Golfers Against Cancer is a national organization founded in 1997 by a group of Houston golfers who started raising money for cancer research after losing two of their golfing buddies to the disease. The Denver chapter opened in 2009 with donations from events going to fund research at CU Cancer Center.
Looking at the role of the central nervous system in ALL
Jordan Jacobelli, PhD, an associate professor of immunology and microbiology at the University of Colorado School of Medicine, received funding for his study Mechanism of Protocadherin-9 Mediated Leukemia Colonization of the Central Nervous System, which seeks to inhibit leukemia infiltration and colonization of the central nervous system to prevent relapses in patients with acute lymphoblastic leukemia (ALL).
“This award will allow my lab to extend a promising line of research aimed at understanding how leukemia cells infiltrate the central nervous system and cause damage and relapses,” Jacobelli says. “By enabling additional research on this topic, our lab will be able to confirm the involvement of a specific molecule in this leukemia dissemination process and begin to determine if inhibiting this molecule can be effective in preventing leukemia relapses. The additional data garnered through this project will then be leveraged to apply for a larger National Cancer Institute grant to undertake more translational studies to prevent leukemia relapses.”
Identifying the best treatments for multiple myeloma patients
The research team of Dan Sherbenou, MD, PhD, and Peter Forsberg, MD, will use the funds for their study Functional Precision Medicine to Improve Physician-Selected Drug Regimens for Patients with Relapsed/Refractory Multiple Myeloma, which will evaluate a laboratory test for its potential to help pick the best treatments for patients who have relapsed multiple myeloma, a blood cancer that remains incurable despite an increase in treatment options.
“We have developed a test we call Myeloma Drug Sensitivity Testing (My-DST), which measures treatment effects from patient tumor cells outside the body before the patient starts a new line of therapy,” the researchers say. “Through this, we are seeking to optimize response rates and improve remissions. This funding will allow us to compare My-DST results in a clinical trial we recently opened, Physician Selected Selinexor-based Therapy for Relapsed/Refractory Multiple Myeloma.

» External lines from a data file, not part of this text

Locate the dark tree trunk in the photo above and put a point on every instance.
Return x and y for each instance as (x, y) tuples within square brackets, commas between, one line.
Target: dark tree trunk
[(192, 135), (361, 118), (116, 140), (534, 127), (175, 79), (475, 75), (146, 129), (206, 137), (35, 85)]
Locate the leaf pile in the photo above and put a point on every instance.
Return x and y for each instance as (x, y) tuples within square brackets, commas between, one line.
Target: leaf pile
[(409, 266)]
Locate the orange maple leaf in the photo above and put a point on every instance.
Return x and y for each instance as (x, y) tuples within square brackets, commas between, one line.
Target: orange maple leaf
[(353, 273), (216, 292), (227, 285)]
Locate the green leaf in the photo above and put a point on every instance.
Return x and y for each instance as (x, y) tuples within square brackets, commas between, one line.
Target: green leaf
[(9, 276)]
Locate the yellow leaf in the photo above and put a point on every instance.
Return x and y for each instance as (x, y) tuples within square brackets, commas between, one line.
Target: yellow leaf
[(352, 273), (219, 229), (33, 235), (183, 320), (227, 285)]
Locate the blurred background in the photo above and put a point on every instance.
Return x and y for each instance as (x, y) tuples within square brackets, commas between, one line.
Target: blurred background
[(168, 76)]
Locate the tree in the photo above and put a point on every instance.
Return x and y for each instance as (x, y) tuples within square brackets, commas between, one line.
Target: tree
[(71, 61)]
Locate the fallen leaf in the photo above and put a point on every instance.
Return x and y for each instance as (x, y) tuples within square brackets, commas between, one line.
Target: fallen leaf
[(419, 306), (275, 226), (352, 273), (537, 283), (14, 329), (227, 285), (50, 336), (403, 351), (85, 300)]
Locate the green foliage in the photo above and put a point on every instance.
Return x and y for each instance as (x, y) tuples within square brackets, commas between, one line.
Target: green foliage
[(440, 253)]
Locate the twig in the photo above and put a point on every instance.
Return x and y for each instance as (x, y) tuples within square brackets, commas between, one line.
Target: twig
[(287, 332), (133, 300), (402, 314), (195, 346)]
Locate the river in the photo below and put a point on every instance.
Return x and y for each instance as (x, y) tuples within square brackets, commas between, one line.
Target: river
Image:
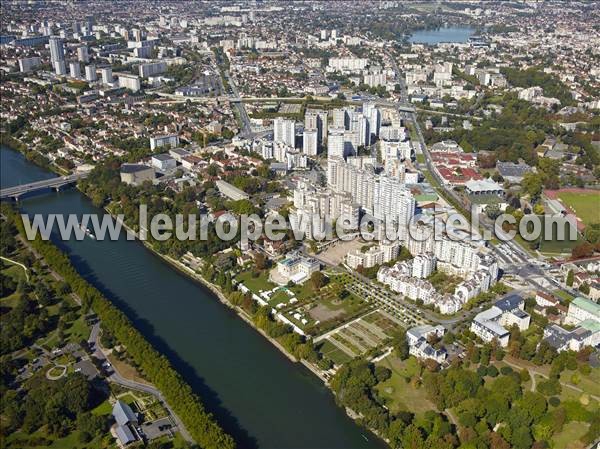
[(260, 397), (451, 34)]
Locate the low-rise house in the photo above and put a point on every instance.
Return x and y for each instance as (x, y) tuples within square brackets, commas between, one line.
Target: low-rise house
[(163, 161), (136, 174), (125, 418), (582, 309), (297, 267), (419, 346), (493, 323)]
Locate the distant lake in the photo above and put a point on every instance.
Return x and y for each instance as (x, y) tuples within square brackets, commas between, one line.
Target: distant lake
[(436, 36)]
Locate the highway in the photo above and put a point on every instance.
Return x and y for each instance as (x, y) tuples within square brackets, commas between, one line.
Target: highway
[(525, 265)]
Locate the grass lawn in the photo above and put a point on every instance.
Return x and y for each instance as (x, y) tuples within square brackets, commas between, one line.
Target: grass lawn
[(14, 271), (256, 284), (399, 394), (585, 205), (126, 370), (334, 353), (278, 297), (78, 331), (552, 245), (39, 440), (564, 295), (303, 290), (569, 437), (590, 384)]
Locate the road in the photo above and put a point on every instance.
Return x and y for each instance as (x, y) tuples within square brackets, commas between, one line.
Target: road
[(528, 266), (117, 378), (57, 182)]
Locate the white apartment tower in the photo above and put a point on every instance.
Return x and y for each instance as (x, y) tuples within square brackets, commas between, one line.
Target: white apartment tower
[(82, 54), (75, 70), (284, 131), (335, 142), (310, 142), (90, 73), (107, 75)]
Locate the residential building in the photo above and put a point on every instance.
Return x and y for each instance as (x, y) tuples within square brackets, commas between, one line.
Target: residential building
[(130, 82), (297, 268), (171, 140), (581, 309), (230, 191), (151, 69), (310, 140), (136, 174), (284, 131), (494, 323), (90, 73), (163, 161), (418, 342), (28, 64)]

If successful, we will be a step closer to putting our personalized medicine approach to clinical use to benefit patients with multiple myeloma.”
Improving CAR-T therapy for Ewing Sarcoma
The team of Sujatha Venkataraman, PhD, M. Eric Kohler, MD, PhD, and Masanori Hayashi, MD, will apply their funding to the further development of gene-edited CAR-T cells as a novel treatment for metastatic Ewing Sarcoma, a rare cancer that occurs most often in children and young adults.
“The majority of children and young adults with relapsed and/or metastatic Ewing Sarcoma will not be cured despite intensive treatment with traditional chemotherapy, radiation, and surgery,” Venkataraman and Kohler say. “As metastases are the primary cause of death in these patients, new therapies must be developed that specifically treat or prevent metastatic disease. With this goal in mind, we have developed a novel therapy for Ewing Sarcoma in which we genetically engineer part of the patient’s immune system (the T cell) with a chimeric antigen receptor (CAR). This allows these CAR-T cells to target the cancer cells anywhere in the body and eliminate them like they were an infection.”
The researchers are using CRISPR editing to increase the lifespan of our CAR-T cells, which they hypothesize will increase their effectiveness in preventing the metastatic spread of Ewing Sarcoma cells throughout the body and eliminating the metastatic tumors that have already formed.
“We anticipate these studies, made possible by the generous support of Golfers Against Cancer, will generate critical preclinical data necessary for future funding of the development of this promising therapy and for the translation of this therapy to clinical trials for patients who are in desperate need of new and effective therapies,” the researchers say.